La chemio dopo l’intervento potrebbe essere evitabile per il 70% delle donne colpite dalla forma di tumore al seno più frequente, se si utilizzasse un test su 21 geni. È la conclusione di un maxi studio Usa di fase III, presentato a Chicago al meeting annuale dell’American Society of Clinical Oncology (Asco) nella sessione plenaria più importante. Il lavoro ha arruolato 10.273 donne con il tipo più comune di cancro al seno, cioè con recettori ormonali positivi, Her2 negativo, e con linfonodi ascellari negativi. E gli autori sono arrivati alla loro conclusione, che potrebbe in breve cambiare la pratica clinica – sostengono – perché non hanno trovato alcun miglioramento nella sopravvivenza libera da malattia quando la chemioterapia era somministrata in aggiunta alla terapia ormonale. “Questo significa che possiamo limitare la chemio al 30% delle donne per le quali già possiamo prevedere che ne trarranno beneficio”, dice l’autore principale dello studio, Joseph A. Sparano, direttore Clinical Research dell’Albert Einstein Cancer Center and Montefiore Health System di New York. “Questi dati – commenta Harold Burstein, esperto Asco – forniscono l’evidenza a dottori e pazienti che possono usare informazioni genomiche per decidere al meglio sui trattamenti nelle donne ai primi stadi del cancro. Significa che migliaia di donne potranno evitare la chemio con tutti i suoi effetti collaterali pur mantenendo eccellenti risultati a lungo termine“.

Il trial, condotto con fondi federali in Usa, ha utilizzato un particolare test – ‘Taylor X‘ – che valuta l’espressione di 21 geni tumorali. “Metà delle donne colpite da cancro al seno soffrono del tipo di tumore” protagonista dello studio, evidenzia Sparano. “Prima del Taylor X c’era incertezza sul miglior trattamento per le pazienti con un punteggio medio di rischio valutato in base a un altro esame.
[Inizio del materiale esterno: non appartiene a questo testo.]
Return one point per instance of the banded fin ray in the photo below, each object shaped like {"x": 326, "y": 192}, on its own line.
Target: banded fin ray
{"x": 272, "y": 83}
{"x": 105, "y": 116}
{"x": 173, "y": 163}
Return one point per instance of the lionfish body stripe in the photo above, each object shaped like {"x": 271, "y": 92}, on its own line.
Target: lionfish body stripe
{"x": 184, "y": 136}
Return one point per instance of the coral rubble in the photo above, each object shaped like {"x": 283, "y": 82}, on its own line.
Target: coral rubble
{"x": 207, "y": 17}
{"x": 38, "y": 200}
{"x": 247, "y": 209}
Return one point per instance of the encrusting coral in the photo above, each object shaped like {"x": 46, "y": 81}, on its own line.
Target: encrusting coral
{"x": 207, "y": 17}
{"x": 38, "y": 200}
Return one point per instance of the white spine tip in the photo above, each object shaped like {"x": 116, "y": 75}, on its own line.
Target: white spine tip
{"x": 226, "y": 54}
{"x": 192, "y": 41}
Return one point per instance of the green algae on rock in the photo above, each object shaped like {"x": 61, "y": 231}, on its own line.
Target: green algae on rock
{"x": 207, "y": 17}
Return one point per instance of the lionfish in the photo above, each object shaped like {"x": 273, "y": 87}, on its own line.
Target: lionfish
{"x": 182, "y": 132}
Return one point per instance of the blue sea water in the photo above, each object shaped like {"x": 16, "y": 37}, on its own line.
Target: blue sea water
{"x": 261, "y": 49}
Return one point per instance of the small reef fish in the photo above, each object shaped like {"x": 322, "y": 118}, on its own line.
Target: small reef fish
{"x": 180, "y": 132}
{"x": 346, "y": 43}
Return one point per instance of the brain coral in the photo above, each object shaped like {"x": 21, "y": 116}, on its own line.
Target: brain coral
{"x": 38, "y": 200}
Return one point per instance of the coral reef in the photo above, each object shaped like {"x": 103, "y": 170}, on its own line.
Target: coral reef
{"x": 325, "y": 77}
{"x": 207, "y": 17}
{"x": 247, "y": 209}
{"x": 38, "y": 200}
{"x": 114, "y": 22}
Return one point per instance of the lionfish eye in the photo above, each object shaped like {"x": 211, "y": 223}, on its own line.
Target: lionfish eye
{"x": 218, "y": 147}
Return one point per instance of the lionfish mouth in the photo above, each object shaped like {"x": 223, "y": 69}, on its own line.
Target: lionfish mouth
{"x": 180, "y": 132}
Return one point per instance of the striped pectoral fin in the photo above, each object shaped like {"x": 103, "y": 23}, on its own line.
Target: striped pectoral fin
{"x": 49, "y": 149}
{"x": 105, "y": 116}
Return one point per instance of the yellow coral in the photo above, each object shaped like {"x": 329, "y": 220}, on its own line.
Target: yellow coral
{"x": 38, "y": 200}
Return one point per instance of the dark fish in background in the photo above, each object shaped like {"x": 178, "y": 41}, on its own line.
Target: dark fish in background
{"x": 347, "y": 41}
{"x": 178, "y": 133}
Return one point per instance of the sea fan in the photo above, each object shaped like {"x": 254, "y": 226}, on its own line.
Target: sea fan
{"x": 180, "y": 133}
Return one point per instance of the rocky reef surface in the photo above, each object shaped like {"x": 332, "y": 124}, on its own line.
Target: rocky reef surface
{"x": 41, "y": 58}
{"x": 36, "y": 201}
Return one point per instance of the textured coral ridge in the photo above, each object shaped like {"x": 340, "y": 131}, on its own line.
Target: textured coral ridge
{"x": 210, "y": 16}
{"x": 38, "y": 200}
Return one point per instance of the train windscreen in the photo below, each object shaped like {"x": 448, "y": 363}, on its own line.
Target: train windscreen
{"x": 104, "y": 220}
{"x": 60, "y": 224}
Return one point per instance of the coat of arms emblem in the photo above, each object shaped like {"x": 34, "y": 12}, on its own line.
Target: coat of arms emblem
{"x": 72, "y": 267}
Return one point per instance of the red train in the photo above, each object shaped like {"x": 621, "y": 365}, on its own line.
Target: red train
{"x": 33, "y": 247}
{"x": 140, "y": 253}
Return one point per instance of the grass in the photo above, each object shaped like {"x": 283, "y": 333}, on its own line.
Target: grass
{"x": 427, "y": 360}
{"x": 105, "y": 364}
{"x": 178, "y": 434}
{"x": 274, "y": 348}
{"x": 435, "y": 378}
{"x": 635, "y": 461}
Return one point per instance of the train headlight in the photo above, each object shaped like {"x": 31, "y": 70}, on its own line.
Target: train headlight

Il trial era destinato a chiarire questa incertezza e ha dato una risposta assai definitiva”, assicura l’esperto. “Ogni donna con tumore iniziale al seno dai 75 anni in giù – precisa- dovrebbe dunque avere la possibilità di sottoporsi al test e discutere con il medico riguardo all’opportunità della chemioterapia dopo l’intervento”.

Il Taylor X è stato creato sul modello della biopsia tumorale. Tipicamente le donne che ottenevano un basso punteggio ricevevano soltanto la terapia ormonale, quelle con alto punteggio ricevevano anche la chemio. Ma gli effetti collaterali del trattamento possono essere significativi. Fra le donne arruolate nello studio, 6.711 avevano un punteggio medio di rischio e sono state destinate in maniera casuale a ricevere solo l’ormonoterapia oppure anche la chemio. Il primo obiettivo era la sopravvivenza libera da malattia: da una valutazione a 7 anni e mezzo di follow-up si è visto che l’-ormonoterapia non era meno efficace se somministrata senza chemio. A 9 anni i risultati delle due strategie terapeutiche erano ancora praticamente identici, indicando che non c’era beneficio nell’aggiunta della chemio. Un altro importante risultato è stato l’identificazione del gruppo che invece ha ottenuto benefici dalla chemio: donne di 50 anni o più giovani, che avevano un punteggio medio nel test. Le donne ad alto rischio di recidiva, invece, secondo i dati raccolti dagli scienziati hanno mostrato un tasso di ricaduta a distanza del 13% nonostante la cura combinata con chemio e ormonoterapia. E questo risultato, concludono gli autori, mette in evidenza la necessità di sviluppare cure specifiche per questo gruppo di donne.